Many of us who teach have had this experience: We work hard to explain to our students something that we understand well. We try to use intuition, analogies, examples, multiple methods, asking and answering questions, group exercises—the stuff of pedagogical knowledge. We are rewarded with students who feel that they understand. But when our students try to solve problems themselves, many make mistakes which reveal that they, in fact, didn’t understand. We correct their mistakes, explaining the right logic. But some students make the same mistakes again and again.
Through years of work and after much frustration, we teachers learn students’ common errors and the logic of those errors. We learn to stave the errors off—or use them as teaching moments. With our students, w go through each stage in their logic to find and explain the flaws.
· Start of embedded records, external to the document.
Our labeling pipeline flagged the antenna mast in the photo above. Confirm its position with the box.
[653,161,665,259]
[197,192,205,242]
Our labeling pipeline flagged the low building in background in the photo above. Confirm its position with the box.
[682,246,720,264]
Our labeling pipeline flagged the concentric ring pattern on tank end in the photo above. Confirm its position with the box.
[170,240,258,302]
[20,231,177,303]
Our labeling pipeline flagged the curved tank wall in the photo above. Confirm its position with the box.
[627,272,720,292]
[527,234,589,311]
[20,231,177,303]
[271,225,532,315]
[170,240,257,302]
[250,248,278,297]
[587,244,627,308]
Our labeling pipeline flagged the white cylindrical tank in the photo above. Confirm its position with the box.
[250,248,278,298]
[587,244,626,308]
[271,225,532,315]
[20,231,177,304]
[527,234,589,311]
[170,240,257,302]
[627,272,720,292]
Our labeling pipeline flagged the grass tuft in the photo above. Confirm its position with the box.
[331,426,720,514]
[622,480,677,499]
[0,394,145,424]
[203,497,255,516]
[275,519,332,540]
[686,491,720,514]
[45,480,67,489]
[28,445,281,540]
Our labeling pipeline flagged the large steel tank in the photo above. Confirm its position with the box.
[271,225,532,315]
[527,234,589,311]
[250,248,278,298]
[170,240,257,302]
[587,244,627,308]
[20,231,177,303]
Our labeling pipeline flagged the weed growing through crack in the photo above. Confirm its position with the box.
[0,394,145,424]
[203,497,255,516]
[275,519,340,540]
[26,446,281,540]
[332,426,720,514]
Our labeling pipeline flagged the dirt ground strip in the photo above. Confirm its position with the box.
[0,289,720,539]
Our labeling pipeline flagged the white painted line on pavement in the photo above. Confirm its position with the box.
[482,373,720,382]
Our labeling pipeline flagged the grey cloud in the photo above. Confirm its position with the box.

This knowledge of the thinking behind their errors is not the content of our subject. Nor is it classic pedagogy. Most of us learn how our students misunderstand unsystematically and almost by accident. Some of us may systematically take stock of and analyze students’ mistakes to understand them. But in my experience few professors think of this as systematic knowledge and fewer yet have a name for it. I certainly did not.
Then a few weeks ago I read a New York Times magazine article, “Building a Better Teacher.” Researchers in elementary school math pedagogy, particularly Deborah Ball of the University of Michigan, have coined the term “Mathematics Knowledge for Teaching”. Here is how the article describes it:
“It’s one thing to know that 307 minus 168 equals 139; it is another thing to be able to understand why a third grader might think that 261 is the right answer. Mathematicians need to understand a problem only for themselves; math teachers need both to know the math and to know how 30 different minds might understand (or misunderstand) it… This was neither pure content knowledge nor what educators call pedagogical knowledge.”
The concept of mathematics knowledge for teaching is much broader than simply understanding misunderstandings. But I think that this sub-component is particularly valuable and something that we in higher education should embrace.
I’m sure some of you are already thinking that there is already a literature in subject-specific teaching in higher education. I have certainly seen and found valuable materials on the teaching of microeconomics and of statistics, two of the subjects that I teach. But in my experience, such materials combine content and pedagogy; they generally do not focus on understanding students’ misunderstandings.
The most efficient way to work on this is for instructors that teach the same subjects to collaborate, compare notes and so on. One semester, my colleague Gregg Van Ryzin and I both taught research methods with the same materials. Each week, we met to discuss what worked and what didn’t. We focused on the what, why and how of our students’ confusion. Our teaching and teaching materials improved substantially.
Unfortunately, I am still taking baby steps with such efforts. The real professionals know how to do this well. I learned recently about the work of Steve Hinds and others working on in developmental math in CUNY. Their work in general is described in “More Than Rules: College Transition Math Teaching for GED Graduates at the City University of New York”. What struck me most is how they work: all instructors collaborate on developing the materials but whatever the differences of opinion, everyone teaches with the same detailed materials, including in-class exercises, approaches for introducing topics and so on. Then all instructors describe their experiences: what worked, what didn’t, why and how. Collectively, they then work to improve student learning. This method, like the faculty inquiry groups Mary Taylor Huber has described, are very different from most of our experiences teaching in higher education.
What subject-specific student misunderstandings have you learned about? How has such knowledge helped your teaching? Do you and other professors who teach the same course regularly debrief?